Traders are monitoring South African gold supply, particularly as the spot price of the precious metal is within striking distance of record highs scaled on Monday.

Spot gold hit a record high of $1,622.49 an ounce on Monday as U.S. President Barack Obama warned that failure to reach an agreement to avert debt default could cause a deep economic crisis.

"Declining mine supply, higher production costs, and less central bank selling are almost turning gold into a bit of a supply and demand commodity, even though 95 percent of its behaviour is still currency or investor-flow related," said Robin Bhar, an analyst at Credit Agricole.

"But if you're holding gold you're not going to want to sell it against a background of strikes in South Africa, which is the fourth-biggest producer."

South Africa was once the world's largest gold producer, but in 2010 ranked behind China, Australia and the United States, Reuters' data showed.

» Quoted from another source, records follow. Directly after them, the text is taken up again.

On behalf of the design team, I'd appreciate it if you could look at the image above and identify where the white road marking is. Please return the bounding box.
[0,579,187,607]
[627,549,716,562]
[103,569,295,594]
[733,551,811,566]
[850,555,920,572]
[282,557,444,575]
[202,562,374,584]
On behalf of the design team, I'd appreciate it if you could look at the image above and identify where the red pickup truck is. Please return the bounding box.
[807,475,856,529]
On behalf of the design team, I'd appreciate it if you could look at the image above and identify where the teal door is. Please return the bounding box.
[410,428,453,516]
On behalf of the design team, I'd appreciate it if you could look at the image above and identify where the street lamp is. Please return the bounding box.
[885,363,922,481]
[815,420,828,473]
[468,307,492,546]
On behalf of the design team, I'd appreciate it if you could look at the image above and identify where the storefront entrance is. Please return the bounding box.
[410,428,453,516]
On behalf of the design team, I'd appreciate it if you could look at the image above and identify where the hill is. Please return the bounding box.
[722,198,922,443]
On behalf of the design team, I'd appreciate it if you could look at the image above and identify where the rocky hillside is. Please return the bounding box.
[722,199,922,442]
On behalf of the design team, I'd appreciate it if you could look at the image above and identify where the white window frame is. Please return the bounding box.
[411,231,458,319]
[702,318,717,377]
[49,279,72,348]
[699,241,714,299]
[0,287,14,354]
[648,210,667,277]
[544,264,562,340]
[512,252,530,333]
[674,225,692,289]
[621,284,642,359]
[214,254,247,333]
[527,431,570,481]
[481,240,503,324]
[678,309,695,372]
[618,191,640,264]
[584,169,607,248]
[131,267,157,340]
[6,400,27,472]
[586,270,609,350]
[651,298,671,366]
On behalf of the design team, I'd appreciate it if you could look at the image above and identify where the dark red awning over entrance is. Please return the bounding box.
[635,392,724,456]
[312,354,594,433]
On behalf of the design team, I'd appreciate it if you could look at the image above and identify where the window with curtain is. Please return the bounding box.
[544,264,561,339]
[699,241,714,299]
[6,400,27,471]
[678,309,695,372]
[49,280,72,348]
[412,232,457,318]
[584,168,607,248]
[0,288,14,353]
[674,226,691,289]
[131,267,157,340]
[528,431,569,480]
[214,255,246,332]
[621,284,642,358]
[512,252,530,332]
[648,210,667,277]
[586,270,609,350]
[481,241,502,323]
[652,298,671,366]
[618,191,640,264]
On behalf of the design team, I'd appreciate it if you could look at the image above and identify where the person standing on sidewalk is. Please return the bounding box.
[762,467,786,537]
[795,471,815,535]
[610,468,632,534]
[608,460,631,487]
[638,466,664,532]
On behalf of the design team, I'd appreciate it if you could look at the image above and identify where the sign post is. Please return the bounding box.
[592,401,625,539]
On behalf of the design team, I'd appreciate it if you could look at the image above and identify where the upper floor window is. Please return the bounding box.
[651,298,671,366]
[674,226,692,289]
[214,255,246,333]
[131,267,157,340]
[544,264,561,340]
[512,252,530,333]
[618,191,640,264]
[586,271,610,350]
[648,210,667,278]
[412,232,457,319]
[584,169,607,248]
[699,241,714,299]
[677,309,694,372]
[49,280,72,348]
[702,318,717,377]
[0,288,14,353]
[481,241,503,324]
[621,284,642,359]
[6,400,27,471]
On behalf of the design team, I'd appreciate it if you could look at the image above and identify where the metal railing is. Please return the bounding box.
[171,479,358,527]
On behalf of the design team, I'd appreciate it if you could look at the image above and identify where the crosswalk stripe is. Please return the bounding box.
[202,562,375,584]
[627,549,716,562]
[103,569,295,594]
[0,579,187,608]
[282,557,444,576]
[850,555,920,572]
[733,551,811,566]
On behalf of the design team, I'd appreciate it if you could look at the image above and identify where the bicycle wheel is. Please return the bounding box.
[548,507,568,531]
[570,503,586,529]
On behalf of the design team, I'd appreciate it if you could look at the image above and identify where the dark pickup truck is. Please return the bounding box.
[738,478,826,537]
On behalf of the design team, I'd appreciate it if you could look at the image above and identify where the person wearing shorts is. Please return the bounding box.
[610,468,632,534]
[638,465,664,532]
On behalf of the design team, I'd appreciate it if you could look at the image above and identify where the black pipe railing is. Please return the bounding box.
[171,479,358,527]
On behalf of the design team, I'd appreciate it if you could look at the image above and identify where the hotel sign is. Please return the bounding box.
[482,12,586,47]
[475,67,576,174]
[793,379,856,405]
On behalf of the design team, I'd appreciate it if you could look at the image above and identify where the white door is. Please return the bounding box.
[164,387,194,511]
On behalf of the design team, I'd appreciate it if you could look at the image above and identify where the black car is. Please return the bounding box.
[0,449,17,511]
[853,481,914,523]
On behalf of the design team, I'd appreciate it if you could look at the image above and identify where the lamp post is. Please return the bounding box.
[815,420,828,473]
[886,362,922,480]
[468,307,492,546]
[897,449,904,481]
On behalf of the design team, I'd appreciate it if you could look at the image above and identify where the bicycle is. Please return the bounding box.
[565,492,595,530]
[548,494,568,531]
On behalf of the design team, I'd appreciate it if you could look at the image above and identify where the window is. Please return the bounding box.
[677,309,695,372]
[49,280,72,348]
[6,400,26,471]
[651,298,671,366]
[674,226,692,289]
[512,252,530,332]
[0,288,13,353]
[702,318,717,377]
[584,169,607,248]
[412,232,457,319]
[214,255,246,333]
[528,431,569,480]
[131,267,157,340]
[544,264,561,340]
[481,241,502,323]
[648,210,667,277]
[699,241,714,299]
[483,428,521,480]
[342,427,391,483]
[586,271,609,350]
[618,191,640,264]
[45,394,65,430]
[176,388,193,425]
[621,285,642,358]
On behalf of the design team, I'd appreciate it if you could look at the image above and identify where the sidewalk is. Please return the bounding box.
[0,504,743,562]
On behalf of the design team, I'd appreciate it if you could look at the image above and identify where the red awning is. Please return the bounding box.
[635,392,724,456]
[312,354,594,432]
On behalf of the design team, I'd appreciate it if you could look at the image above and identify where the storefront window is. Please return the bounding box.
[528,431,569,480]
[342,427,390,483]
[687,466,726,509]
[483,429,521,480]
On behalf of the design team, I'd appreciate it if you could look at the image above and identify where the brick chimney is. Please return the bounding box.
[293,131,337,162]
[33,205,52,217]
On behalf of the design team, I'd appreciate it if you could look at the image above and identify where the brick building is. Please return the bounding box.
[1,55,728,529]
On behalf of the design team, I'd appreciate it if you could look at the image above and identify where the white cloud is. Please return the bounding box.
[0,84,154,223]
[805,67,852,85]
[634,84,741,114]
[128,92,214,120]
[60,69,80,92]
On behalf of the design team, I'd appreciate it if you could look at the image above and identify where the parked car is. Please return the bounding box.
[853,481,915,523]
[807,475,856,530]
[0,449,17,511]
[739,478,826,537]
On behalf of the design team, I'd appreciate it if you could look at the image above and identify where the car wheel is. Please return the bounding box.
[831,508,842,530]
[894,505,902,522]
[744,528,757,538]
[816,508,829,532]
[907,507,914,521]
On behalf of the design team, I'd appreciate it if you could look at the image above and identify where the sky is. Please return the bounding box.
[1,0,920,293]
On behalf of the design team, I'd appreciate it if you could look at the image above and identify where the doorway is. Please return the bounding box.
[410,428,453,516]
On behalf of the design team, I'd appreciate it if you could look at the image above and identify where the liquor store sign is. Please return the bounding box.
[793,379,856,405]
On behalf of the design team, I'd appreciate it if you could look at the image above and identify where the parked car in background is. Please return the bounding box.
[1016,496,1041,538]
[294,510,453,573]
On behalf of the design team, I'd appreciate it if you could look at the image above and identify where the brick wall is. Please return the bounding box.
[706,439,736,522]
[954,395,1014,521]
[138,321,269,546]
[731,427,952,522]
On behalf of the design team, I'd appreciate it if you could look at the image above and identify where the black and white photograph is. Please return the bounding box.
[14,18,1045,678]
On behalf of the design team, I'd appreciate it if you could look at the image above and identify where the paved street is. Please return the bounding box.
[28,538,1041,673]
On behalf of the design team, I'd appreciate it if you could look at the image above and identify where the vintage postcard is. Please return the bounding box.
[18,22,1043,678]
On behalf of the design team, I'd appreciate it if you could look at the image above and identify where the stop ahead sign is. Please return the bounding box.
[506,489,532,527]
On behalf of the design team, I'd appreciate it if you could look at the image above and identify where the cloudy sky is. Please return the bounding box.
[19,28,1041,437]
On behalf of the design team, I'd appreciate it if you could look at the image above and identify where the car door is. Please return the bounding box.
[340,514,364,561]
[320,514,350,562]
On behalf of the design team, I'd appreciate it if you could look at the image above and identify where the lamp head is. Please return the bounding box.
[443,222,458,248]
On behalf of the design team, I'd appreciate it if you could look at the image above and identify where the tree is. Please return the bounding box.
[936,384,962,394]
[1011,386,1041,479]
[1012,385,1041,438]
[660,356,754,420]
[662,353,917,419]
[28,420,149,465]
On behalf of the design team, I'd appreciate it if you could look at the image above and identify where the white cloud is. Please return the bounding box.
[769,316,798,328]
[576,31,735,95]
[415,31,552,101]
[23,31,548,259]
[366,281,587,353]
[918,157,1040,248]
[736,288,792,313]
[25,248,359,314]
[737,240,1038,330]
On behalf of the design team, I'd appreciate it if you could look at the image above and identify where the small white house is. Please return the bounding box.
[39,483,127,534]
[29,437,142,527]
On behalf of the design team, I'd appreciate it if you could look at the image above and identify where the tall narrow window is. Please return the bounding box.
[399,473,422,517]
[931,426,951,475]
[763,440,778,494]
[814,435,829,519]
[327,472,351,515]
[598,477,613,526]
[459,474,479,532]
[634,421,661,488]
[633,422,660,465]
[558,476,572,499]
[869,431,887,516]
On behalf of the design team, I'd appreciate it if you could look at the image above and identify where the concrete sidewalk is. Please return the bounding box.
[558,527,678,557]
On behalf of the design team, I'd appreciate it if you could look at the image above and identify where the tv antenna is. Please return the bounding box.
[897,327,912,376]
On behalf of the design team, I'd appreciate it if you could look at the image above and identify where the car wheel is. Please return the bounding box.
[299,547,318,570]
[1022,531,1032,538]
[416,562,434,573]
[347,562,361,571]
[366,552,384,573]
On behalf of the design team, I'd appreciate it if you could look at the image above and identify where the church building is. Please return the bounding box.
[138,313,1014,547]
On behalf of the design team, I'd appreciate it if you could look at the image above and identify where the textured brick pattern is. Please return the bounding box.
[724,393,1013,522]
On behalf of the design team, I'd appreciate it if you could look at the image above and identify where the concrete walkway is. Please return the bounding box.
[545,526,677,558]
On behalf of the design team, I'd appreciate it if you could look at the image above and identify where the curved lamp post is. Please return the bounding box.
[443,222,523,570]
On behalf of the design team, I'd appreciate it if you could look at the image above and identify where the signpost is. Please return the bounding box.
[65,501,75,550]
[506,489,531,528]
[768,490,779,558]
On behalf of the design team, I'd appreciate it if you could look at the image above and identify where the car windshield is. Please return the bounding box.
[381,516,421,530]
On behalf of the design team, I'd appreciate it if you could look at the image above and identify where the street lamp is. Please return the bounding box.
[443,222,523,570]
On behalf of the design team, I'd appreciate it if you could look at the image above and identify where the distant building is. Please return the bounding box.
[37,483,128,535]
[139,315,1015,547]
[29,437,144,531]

Should the strike be prolonged, it could hit the already strained power supply along with coal exports.

Power utility Eskom said the strike posed no immediate supply danger to its coal-fired plants as it has extra stocks.

Optimum Coal, South Africa's sixth-largest coal miner, which sold 10.6 million tonnes of coal in the 2010 financial year, is operating at 10 to 20 percent of its normal capacity due to the strike, it said on Tuesday.

Unions and employers in the sector resumed talks on Tuesday in a bid to end the coal dispute. The NUM has been seeking inflation-busting 14 percent wage increases, above the employers' offer of 7 to 8.5 percent.

Employers over the past two years have struck wage deals averaging about 8 percent. Many companies view above-inflation settlements as a necessary cost of doing business in South Africa. They have also slashed jobs over the period to make up for the higher personnel costs.

Unions will also hold talks with employers in the fuel sector, hoping to end a strike which is into its third week and has left hundreds of pumps dry across the country.

Economists have said wage settlements well above inflation could hurt competitiveness and the long-term outlook by driving up the labour costs.

But unions argue the official inflation rate does not reflect the full impact of rising food and fuel prices on the incomes of its rank and file.